Так велика была потребность в этом разговоре, что Мостовской

обрадовался.

- Вообще-то источники неавторитетные, - сказал Мостовской, - чушь,

чушь.

Чернецов поднял брови, - это очень нехорошо выглядело - недоуменно и

неврастенично поднятая над пустым глазом бровь.

- Чем же? - спросил одноглазый меньшевик. - В чем невероятное? Господа

большевики создали Третий Интернационал, и господа большевики создали

теорию так называемого социализма в одной стране. Сие соединение суть

нонсенс.

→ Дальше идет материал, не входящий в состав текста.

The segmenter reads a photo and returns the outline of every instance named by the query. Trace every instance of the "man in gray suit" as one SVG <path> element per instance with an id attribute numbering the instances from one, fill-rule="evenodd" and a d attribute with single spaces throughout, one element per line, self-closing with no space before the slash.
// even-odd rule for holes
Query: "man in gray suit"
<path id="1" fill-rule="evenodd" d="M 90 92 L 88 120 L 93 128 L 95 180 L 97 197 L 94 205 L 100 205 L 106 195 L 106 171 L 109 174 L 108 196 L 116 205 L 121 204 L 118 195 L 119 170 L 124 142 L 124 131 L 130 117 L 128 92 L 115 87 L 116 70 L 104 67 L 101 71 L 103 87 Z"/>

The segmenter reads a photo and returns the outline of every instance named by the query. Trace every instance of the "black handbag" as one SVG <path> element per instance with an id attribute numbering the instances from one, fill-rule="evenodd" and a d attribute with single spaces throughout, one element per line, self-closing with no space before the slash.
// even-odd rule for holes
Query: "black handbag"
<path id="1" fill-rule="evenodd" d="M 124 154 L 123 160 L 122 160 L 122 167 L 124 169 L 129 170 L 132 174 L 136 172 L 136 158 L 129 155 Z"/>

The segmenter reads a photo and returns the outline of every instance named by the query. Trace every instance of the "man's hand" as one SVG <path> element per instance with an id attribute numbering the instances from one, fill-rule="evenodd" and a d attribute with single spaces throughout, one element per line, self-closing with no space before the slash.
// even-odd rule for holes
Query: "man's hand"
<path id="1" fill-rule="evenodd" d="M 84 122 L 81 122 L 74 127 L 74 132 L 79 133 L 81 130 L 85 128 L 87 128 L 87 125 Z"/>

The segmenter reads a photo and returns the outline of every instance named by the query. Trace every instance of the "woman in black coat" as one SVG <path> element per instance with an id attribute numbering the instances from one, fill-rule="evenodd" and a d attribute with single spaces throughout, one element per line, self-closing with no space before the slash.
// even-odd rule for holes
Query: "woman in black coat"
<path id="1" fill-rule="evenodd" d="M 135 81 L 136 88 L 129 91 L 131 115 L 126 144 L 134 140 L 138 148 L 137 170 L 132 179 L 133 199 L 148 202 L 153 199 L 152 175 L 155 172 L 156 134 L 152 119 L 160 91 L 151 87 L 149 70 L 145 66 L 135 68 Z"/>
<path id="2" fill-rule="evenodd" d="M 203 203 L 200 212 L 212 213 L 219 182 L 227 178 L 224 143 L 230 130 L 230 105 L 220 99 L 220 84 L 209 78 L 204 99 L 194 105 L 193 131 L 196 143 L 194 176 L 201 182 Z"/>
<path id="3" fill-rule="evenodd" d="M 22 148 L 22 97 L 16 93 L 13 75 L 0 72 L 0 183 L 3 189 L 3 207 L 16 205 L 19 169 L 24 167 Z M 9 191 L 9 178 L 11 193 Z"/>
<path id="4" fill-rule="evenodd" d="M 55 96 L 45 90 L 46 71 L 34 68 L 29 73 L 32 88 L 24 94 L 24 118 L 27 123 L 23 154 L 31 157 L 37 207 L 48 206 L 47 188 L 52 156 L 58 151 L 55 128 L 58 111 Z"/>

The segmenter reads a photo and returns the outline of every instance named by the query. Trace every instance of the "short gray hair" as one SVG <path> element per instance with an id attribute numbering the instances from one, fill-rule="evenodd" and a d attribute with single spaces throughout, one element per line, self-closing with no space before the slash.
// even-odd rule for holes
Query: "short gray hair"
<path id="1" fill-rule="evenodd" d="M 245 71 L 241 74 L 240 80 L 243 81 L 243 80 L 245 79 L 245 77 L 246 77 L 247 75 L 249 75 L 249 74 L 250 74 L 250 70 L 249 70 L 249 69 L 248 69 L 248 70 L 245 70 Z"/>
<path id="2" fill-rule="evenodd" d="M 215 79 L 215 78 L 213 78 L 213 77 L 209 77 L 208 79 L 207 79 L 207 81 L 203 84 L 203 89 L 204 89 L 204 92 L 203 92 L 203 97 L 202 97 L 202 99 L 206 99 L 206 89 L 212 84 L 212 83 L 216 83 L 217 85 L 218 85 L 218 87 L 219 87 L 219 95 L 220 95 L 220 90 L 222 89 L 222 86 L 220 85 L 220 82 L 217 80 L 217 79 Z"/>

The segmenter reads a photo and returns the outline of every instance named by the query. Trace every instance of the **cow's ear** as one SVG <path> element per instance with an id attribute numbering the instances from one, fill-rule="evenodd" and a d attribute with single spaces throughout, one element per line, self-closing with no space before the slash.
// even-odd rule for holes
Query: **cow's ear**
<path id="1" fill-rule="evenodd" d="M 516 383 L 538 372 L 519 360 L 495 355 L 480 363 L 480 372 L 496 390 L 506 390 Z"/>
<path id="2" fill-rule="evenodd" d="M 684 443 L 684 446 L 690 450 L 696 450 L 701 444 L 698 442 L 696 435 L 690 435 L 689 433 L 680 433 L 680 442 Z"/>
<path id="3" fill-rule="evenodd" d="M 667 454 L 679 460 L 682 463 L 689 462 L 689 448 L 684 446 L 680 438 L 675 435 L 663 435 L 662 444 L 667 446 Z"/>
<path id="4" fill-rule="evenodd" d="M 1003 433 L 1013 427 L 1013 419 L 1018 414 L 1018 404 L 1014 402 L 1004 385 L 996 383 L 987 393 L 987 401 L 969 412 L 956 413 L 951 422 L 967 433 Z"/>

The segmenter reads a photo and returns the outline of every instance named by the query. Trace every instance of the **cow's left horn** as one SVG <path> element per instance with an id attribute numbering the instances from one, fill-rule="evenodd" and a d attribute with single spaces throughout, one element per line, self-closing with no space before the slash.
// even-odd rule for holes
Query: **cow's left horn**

Жареный лед... Георгий Валентинович в одной из своих последних

статей писал: "Социализм может существовать как система мировая,

международная, либо не существовать вовсе".

- Так называемый социализм? - спросил Михаил Сидорович.

- Да, да, так называемый. Советский социализм.

Чернецов улыбнулся и увидел улыбку Мостовского. Они улыбнулись друг

другу потому, что узнали свое прошлое в злых словах, в насмешливых,

ненавидящих интонациях.

Словно вспоров толщу десятилетий, блеснуло острие их молодой вражды, и

эта встреча в гитлеровском концлагере напомнила не только о многолетней

ненависти, а и о молодости.

Этот лагерный человек, враждебный и чужой, любил и знал то, что знал и

любил в молодости Мостовской. Он, а не Осипов, не Ершов, помнил рассказы о

временах Первого съезда, имена людей, которые лишь им обоим остались

небезразличны. Их обоих волновали отношения Маркса и Бакунина и то, что

говорил Ленин и что говорил Плеханов о мягких и твердых искровцах. Как

сердечно относился слепой, старенький Энгельс к молодым русским

социал-демократам, приезжавшим к нему, какой язвой была в Цюрихе Любочка

Аксельрод!

Чувствуя, видимо, то, что чувствовал Мостовской, одноглазый меньшевик

сказал с усмешкой:

- Писатели трогательно описывали встречу друзей молодости, а что ж

встреча врагов молодости, вот таких седых, замученных старых псов, как вы

и я?

Мостовской увидел слезу на щеке Чернецова. Оба понимали: лагерная

смерть скоро заровняет, занесет песком все, что было в долгой жизни, - и

правоту, и ошибки, и вражду.

- Да, - сказал Мостовской. - Тот, кто враждует с тобой на протяжении

всей жизни, становится поневоле и участником твоей жизни.

- Странно, - сказал Чернецов, - вот так встретиться в этой волчьей яме.

- Он неожиданно добавил: - Какие чудные слова: пшеница, жито, грибной

дождь...

- Ох, и страшен этот лагерь, - смеясь, сказал Мостовской, - по

сравнению с ним все кажется хорошим, даже встреча с меньшевиком.

Чернецов грустно кивнул.

- Да уж действительно, нелегко вам.

- Гитлеризм, - проговорил Мостовской, - гитлеризм! Я не представлял

себе подобного ада!

- Вам-то чего удивляться, - сказал Чернецов, - вас террором не удивишь.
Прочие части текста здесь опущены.